3-K is just the latest “big idea” by de Blasio, whose reelection prospects look rosy but who was criticized just a few months for lacking a defining cause to animate his second term. That was before he promised to create 100,000 good-paying jobs, end the use of private apartments and hotels in the homeless-shelter system, close the jail complex on Rikers Island, and now expand the UPK idea to all 3-year-olds, on top of his push for a Brooklyn-Queens streetcar.

Some of those ideas have ended up looking smaller on second glance. Little distinguished the 100,000-jobs plan, rolling out over 10 years, from existing policy. The homeless plan entailed an ambitious plan to build new shelters, but not a game changer like creating more permanent affordable housing for the homeless. Rikers’ closure would take a decade and hinge on a continuing fall in crime. And the financial rationale for the streetcar is looking a little shaky.

The 3-K idea is vulnerable to the same kind of “yeah, but…” critique. UPK itself is still so new that there’s been no public distillation of lessons learned about what works and what doesn’t, and there have been implementation wrinkles that might not be well enough understood to avoid repeating with 3-K. And adding a new program for younger New Yorkers does nothing for the kids already in the school pipeline, an area of education policy where—for better or worse—de Blasio has not showcased his ideas as much as his predecessor, Michael Bloomberg, did.

Some raise questions about the universality of the idea. “There is national evidence that when poor kids enter pre-k at age 3 and attend for two years, the cognitive gains are stronger, but this finding does not hold for middle-class kids, as far as we know,” says Bruce Fuller, an education expert at the University of California Berkeley. “The mayor’s new thrust may be great urban policy, holding middling families in the city, which benefits others. But after hundreds of millions of dollars, do we know whether the mayor’s program is propelling kids?”

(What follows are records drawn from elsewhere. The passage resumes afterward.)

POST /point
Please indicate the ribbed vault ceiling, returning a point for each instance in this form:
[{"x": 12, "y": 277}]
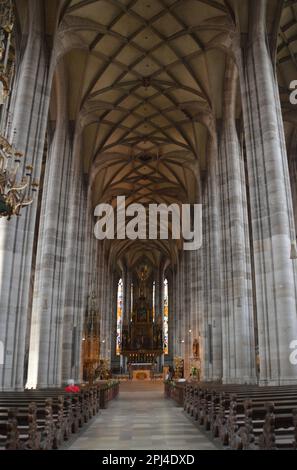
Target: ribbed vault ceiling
[{"x": 145, "y": 83}]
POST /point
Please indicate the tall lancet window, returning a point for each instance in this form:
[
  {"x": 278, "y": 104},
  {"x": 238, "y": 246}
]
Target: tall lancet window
[
  {"x": 165, "y": 326},
  {"x": 119, "y": 316}
]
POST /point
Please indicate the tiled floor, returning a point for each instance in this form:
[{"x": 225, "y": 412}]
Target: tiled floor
[{"x": 141, "y": 418}]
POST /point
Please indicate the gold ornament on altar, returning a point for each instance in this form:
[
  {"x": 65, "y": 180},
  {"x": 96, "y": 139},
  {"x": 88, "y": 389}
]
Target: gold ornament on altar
[{"x": 14, "y": 194}]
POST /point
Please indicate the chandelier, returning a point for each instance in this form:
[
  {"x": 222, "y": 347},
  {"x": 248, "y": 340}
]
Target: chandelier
[
  {"x": 6, "y": 49},
  {"x": 14, "y": 194}
]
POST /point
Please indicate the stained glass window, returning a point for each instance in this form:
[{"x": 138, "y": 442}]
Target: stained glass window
[
  {"x": 119, "y": 316},
  {"x": 154, "y": 300},
  {"x": 166, "y": 350}
]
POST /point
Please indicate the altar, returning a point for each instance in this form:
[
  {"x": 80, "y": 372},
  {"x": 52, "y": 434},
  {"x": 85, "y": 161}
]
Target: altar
[{"x": 141, "y": 371}]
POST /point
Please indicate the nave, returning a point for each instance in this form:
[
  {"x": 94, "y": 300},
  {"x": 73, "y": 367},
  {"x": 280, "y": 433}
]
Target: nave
[{"x": 141, "y": 419}]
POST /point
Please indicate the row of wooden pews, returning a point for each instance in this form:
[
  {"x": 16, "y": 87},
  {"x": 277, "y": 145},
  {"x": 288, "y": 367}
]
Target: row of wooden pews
[
  {"x": 44, "y": 419},
  {"x": 245, "y": 417}
]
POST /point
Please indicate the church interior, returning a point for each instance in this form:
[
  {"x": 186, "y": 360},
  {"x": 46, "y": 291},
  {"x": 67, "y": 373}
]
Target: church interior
[{"x": 166, "y": 103}]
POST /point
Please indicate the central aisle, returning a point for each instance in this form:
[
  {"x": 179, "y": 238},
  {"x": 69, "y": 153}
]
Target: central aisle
[{"x": 142, "y": 419}]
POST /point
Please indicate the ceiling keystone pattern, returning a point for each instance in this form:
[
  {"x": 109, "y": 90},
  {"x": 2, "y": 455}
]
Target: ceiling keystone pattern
[{"x": 146, "y": 84}]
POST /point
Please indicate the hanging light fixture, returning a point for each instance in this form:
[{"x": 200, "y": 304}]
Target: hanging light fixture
[{"x": 14, "y": 193}]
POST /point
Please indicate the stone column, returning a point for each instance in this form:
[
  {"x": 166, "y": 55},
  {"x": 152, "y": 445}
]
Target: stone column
[
  {"x": 237, "y": 302},
  {"x": 292, "y": 158},
  {"x": 212, "y": 343},
  {"x": 271, "y": 203},
  {"x": 48, "y": 300},
  {"x": 29, "y": 118}
]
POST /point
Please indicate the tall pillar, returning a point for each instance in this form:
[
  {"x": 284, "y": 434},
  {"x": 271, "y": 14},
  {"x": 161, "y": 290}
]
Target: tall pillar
[
  {"x": 50, "y": 276},
  {"x": 237, "y": 302},
  {"x": 212, "y": 341},
  {"x": 271, "y": 203},
  {"x": 29, "y": 118}
]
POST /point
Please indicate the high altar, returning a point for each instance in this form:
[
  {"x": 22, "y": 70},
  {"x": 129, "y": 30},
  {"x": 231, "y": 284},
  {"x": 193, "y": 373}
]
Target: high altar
[{"x": 142, "y": 338}]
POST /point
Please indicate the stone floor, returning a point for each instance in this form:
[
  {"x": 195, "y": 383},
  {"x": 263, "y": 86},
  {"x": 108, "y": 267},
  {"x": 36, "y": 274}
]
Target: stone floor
[{"x": 141, "y": 418}]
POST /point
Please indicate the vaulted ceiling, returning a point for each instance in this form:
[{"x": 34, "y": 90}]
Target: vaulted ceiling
[{"x": 144, "y": 81}]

The biggest challenge raised by the mayor’s 3-K plan, however, is that full implementation depends on state and federal budget support. De Blasio’s efforts to secure state backing for UPK in 2014 turned his simmering rivalry with New York State Governor Andrew Cuomo into a barn burner, and the mayor’s push for a Democratic state senate in 2014 not only failed but triggered an investigation, so it’s not like he can count on getting help from. De Blasio said he’s confident that, as the program expands on the city’s dime, the case for help from the state will get stronger.

On the federal side, where the city is facing devastating cuts to security and housing funding, the likelihood of more support from the Trump administration and a Republican-dominated Congress for another big-government program seems low. De Blasio is counting on a growing bipartisan coalition behind early childhood education and/or a huge swing in the 2018 state elections and federal midterms, as well as the 2020 presidential contest. “We’re talking about September 2021 and a lot can happen by then,” he said.

The mayor’s political instincts about Hillary Clinton’s shortcomings were sound in 2016. New York City’s 3-year-olds will have to hope his sense of Trump’s shelf life proves just as prescient.